No he visto un monumento a un gran cocinero. Alrededor del mundo los personajes históricos, esos que suelen dar nombre a calles, plazas o inmortalizarse en monumentos y libros de historia, los que se imponen de modelo a los niños en las clases de cívica, provienen en su mayor parte de la política y de las filas militares, las dos fuerzas que se han sucedido o apoyado en el tiempo en su pretensión de dirigir el destino de las personas. También suelen ser reconocidos quienes opusieron resistencia a la autoridad y a la guerra, pero en ambos casos se trata de los extremos de un mismo fenómeno, el poder, aunque con signo distinto.

Paul Bocuse, célebre artista de la gastronomía francesa, logró entrar de la mano de Daniel Drouet al museo Grevin de París.  Hasta hace pocos años el nombre de Mozart, indiscutible genio de la composición clásica, apenas distinguía en su ciudad natal una modesta casa-museo. Y qué decir de los santos, esos que sacrifican su vida al servicio de los demás y, sin embargo, apenas reciben el tímido gesto de un cuadro oscuro colgado en un rincón todavía más sombrío de algún edificio religioso o, nuevamente, en algún museo. Hay personalidades que transforman positivamente la vida de quienes se les cruzan en el camino, discretamente, sin propaganda, a veces hasta sin palabras, descubriendo sabores que no imaginábamos,  abriéndonos el pozo de la belleza con tres notas robadas a una guitarra.
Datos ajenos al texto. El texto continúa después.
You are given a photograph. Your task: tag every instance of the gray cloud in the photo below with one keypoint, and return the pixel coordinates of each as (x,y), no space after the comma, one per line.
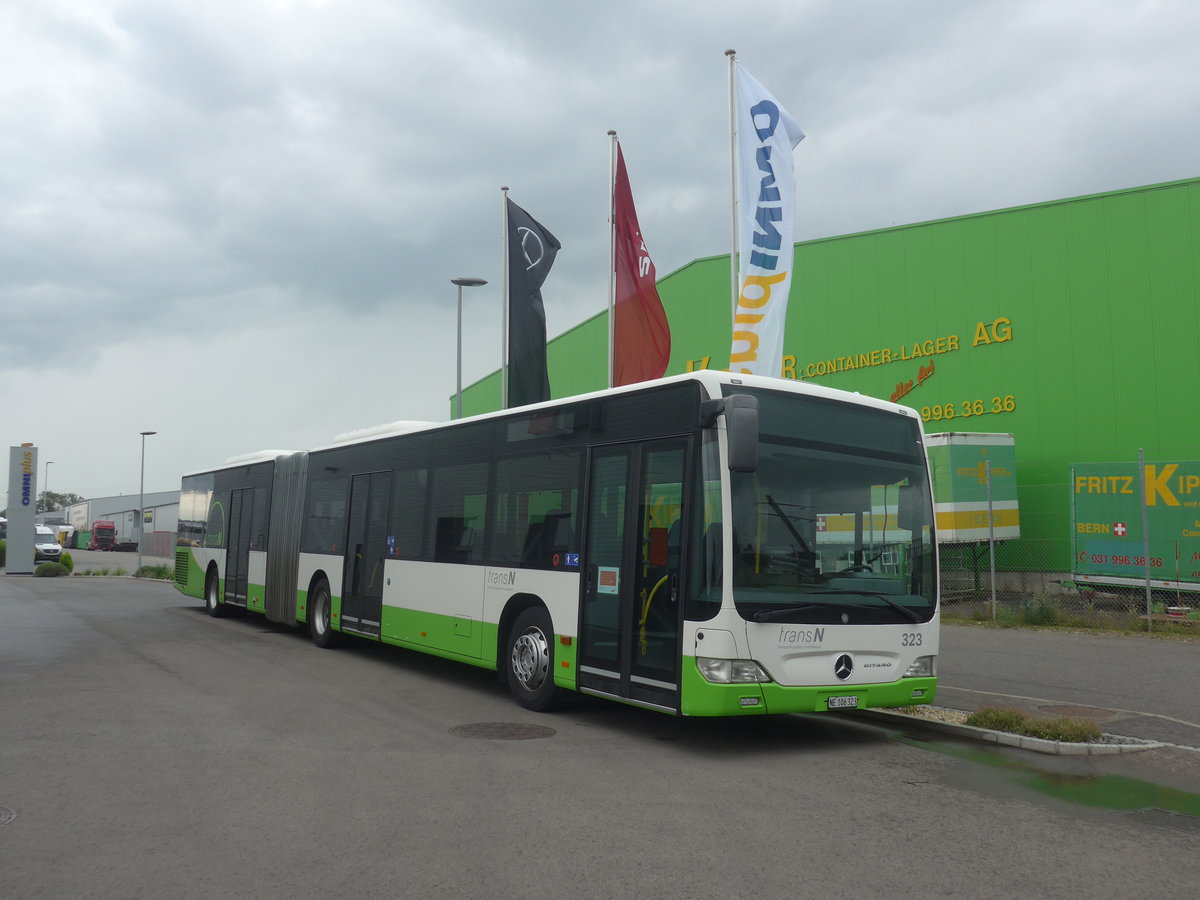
(283,190)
Los artistas, los que son dignos de merecer ese calificativo, tienen algo más que un talento y una técnica trabajados: tienen la intuición, la confianza de que sus creaciones no provienen de ensayos y prácticas, donde se afina técnica pero no se logra genio, sino de la misma fuente que, desde ángulos distintos, alcanzan a ver o por lo menos visualizar todos los grandes de cualquier género. Y además tienen la capacidad de entregarse a los demás, de vaciarse sin consideración al precio que reciben por su obra, haciéndolo por necesidad vital, movidos por la compulsión que también los mueve a respirar.  Por eso registra la historia tantos toreros que no dudaron en abandonar fortuna y fama si éstas se interponían en su camino vital: la necesidad de seguir toreando. En el arte no hay retiro ni jubilación posible, pues los artistas no saben existir de otro modo.

Durante el curso de una entrevista luego de una ejecución prodigiosa, se sorprendió mucho de que le llamaran “Maestro”, y desde la humildad de los grandes rechazó el calificativo. No tuvo formación musical ni sabía de las claves y técnicas que domina un estudiante de conservatorio, a pesar de lo cual -¿o quizás, gracias a ello?- llevó su lenguaje flamenco a dialogar, como si se hubieran conocido toda la vida, con el jazz de Wynton Marsalis  y a descubrir los fragmentos comunes que tiene el triángulo andaluz –Jeréz, Cadiz y el Puerto de Santa María – con los ritmos que legaron los africanos a América.

Desde la Barra de Juan, escuchando Cositas Buenas, el álbum más profundo de Paco de Lucía, le dedico estas líneas a este genio del flamenco que ya no está más en este mundo, pero que seguirá alimentando el pozo de la belleza desde el más allá. ¡Tomaquetoma, Paco!